Nel camerata Gellini questa ferma convinzione matura nell’ammirazione e condivisione dell’impegno di Filippo Corridoni, il celebre “arcangelo sindacalista” dell’immaginario popolare, profeta del sindacalismo rivoluzionario di matrice nazionalista. Su questa via il nostro protagonista si sente interprete di un sindacalismo fascista che sui temi del lavoro, dei salari e dell’economia sappia armonizzare gli interessi dei lavoratori con quelli dell’impresa: per questo già nel 1921 si prodiga nella costituzione di primi nuclei sindacali fascisti sul territorio forlivese, testimoniando un impegno continuo e di valore, presto riconosciutogli, a fine ’22, con la nomina a responsabile dell’Ufficio Provinciale di Forlì della Confederazione Nazionale del Sindacato Fascista: nomina fortemente voluta da Edmondo Rossoni, segretario generale nazionale della stessa organizzazione sindacale e, cosa non da poco, già sostenitore e sodale di Filippo Corridoni.
Sempre in veste sindacale, come si rileva da relativa documentazione presso l’Archivio Centrale dello Stato di Roma, Aurelio Gellini è membro permanente di commissioni nazionali sia per il riassetto della previdenza, dell’assistenza sociale e della prevenzione degli infortuni sia per la stesura della Carta del Lavoro, nel 1927 definitiva summa delle norme e dei valori ispiratori dell’organizzazione sindacale-corporativa del Fascismo. Tanto impegno risulta testimoniato, sempre a Roma, anche da documentazione in carico all’Archivio Storico di Confindustria, l’organizzazione rappresentativa delle imprese italiane, fondata a Torino nel 1910, ma dal 1919 con sede centrale nella capitale. Comunque, per Aurelio Gellini il lavoro nel sindacato fascista è sempre parallelo a quello politico nel PNF e nell’amministrazione comunale forlivesi.

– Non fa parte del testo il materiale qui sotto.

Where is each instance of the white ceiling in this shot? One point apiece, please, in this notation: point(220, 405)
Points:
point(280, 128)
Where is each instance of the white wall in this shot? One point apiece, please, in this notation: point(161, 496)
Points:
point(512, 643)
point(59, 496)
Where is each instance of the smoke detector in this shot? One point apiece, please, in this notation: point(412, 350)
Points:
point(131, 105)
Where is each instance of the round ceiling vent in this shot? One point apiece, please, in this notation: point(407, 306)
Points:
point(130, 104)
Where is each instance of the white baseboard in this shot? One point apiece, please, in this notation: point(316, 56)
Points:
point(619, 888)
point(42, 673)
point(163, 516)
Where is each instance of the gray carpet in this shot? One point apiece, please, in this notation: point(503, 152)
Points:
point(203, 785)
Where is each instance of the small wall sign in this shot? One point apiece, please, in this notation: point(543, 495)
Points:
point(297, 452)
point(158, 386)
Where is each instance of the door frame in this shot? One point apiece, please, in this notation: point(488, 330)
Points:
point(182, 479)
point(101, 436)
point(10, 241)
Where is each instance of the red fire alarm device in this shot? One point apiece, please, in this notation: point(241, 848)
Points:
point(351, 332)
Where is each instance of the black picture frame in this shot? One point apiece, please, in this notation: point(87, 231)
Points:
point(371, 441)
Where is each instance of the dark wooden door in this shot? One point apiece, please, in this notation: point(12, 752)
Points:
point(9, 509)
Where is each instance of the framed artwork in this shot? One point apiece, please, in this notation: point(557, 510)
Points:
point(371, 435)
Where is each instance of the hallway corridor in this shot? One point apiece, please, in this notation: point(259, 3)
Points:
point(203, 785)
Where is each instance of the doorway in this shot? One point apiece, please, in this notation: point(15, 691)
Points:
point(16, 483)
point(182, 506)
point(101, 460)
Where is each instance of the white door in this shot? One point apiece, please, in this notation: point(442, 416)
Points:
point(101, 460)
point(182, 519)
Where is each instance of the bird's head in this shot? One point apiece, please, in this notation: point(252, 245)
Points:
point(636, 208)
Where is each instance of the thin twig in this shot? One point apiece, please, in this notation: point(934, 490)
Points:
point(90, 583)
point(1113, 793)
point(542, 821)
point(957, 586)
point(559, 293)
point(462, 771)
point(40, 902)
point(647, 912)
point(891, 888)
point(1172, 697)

Fino al 1927 figura quale componente effettivo del direttorio della litigiosa Federazione dei Fasci di Combattimento di Forlì, più volte sottoposta al commissariamento di ras di spicco, come Leandro Arpinati, Italo Balbo e Carlo Scorza. In questo ruolo Aurelio Gellini si prodiga per la composizione del contrasto tra l’ala radicale e quella moderata del Fascismo forlivese; con questo stesso spirito lavora quando assessore e prosindaco al Comune di Forlì, prima con Corrado Panciatichi, ultimo sindaco, poi con Ercole Gaddi Pepoli, primo nella carica di podestà. Dopo il ’27 il nostro protagonista si dedica prevalentemente all’impegno sindacale e all’organizzazione sul territorio dell’Opera Nazionale Balilla, istituita nel 1926, di cui ricopre anche l’incarico di vice commissario, fra l’altro scoprendo un grave caso di malversazione, uso improprio dei fondi pubblici assegnati. Dunque, complessivamente la vita breve, ma intensa di un fascista fermo e schietto, ancora testimoniato da un cippo funebre nel Cimitero Comunale di Forlì: un cippo mai in ombra, solo e sempre nella luce del “Sole che sorgi libero e giocondo …” dell’Inno a Roma, musicato da Giacomo Puccini tra il ’18 e il ’19, quindi adottato dal Fascismo come inno nazionale. Sic transit gloria mundi, cosi passa la gloria del mondo, così trascorrono effimere le azioni umane.